Research Computing and Data

Upcoming Spring 2025 Maintenance Work

The RCD team has scheduled a maintenance window to perform work on the Palmetto Cluster, Indigo Data Lake, and other systems at the end of the Spring semester.

This work will begin on Saturday, May 31st, 2025, at 9:00 AM. While maintenance work is in progress, all RCD services will be unavailable.

During the maintenance window, we plan to complete the following:

  • Minor OS Upgrades
  • Networking Maintenance
  • System Testing and Benchmarking

There are no plans to purge scratch space during this maintenance, but users should be mindful that scratch space is never backed up and critical files should always be stored on home or project storage.

Users should expect that services will be restored no earlier than Friday, June 6th, 2025, at 5:00 PM and should monitor their email for updates from RCD.

Please feel free to reach out to RCD with any questions or concerns that you have about the maintenance work by submitting a support ticket – we would love to hear from you!

Partial Outage for Palmetto on February 24th

There will be a partial outage on February 24, 2025, at 9 AM. We expect the maintenance to take approximately one hour to complete. 

We have identified an unexpected issue with one of the network switches in Palmetto, requiring us to reboot the switch. This will only affect a subset of compute nodes on Palmetto. 

We are preventing new jobs from landing on the affected nodes to minimize disruptions. Jobs currently running on these nodes will be allowed to continue until the maintenance period begins. Users will still be able to log in, submit jobs, and use other RCD services, such as Open OnDemand. However, please keep in mind that you may experience extended wait times due to the affected compute nodes. 

We have chosen to perform this emergency maintenance as soon as possible to avoid a larger, unplanned outage. We apologize for any inconvenience this may cause. 

If you have any questions, please reach out to us by submitting a support ticket.

Data Transfer Node Replacement Maintenance

We are replacing our old Data Transfer nodes with new Data Transfer nodes on Tuesday, 02/11/2025 at 9:00 am. We expect the replacement process to take about 2 hours.

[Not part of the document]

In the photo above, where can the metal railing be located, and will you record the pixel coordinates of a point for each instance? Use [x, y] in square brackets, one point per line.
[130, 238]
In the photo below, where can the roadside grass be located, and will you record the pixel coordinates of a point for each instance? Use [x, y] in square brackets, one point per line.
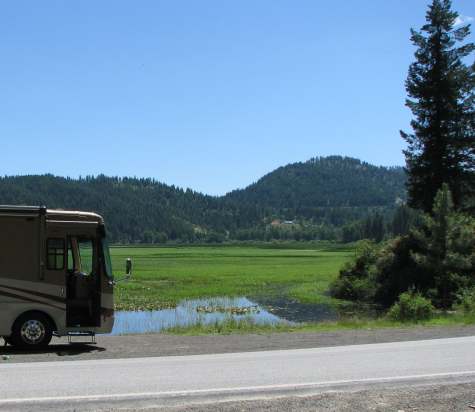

There will be no change to the Data transfer node names and details. Users will not have to update any details on their end.

Active SCP/SFTP transfers will be interrupted during this time. Globus transfers should be able to restart after the new nodes come online.

Please reach out to us if you have any questions or concerns by submitting a support ticket.

Winter 2024 Maintenance Reminders

Before the start of winter break, we wanted to remind you about our upcoming maintenance and let you know about a scheduled power outage that will affect Palmetto.

Summary of Outage Dates:

  • RCD Maintenance: Friday, December 20th
  • Duke Energy Maintenance Part 1: Monday, December 23rd
  • Duke Energy Maintenance Part 2: Friday, December 27th

We had previously announced our Winter 2024 maintenance plans, which will occur this Friday (December 20th) between 9:00 AM and 11:59 PM. See the Winter 2024 maintenance blog post for more details.

Additionally, Duke Energy has recently notified us that they will need to perform maintenance on power infrastructure at the data center during the holidays next week. This is necessary to resolve unmitigated impacts due to Hurricane Helene and ensure our energy supply remains stable. This maintenance will cause a partial power outage affecting some parts of Palmetto.

They will complete the power maintenance in two parts, with the first scheduled for Monday, December 23rd and the second planned for Friday, December 27th. We expect the cluster to be down starting at 7:00 AM and for power to be restored no later than 6:00 PM on both dates.

The same notes regarding job cancellation, job queueing, and scratch space as our other scheduled maintenance apply (see the Winter 2024 maintenance blog post for details).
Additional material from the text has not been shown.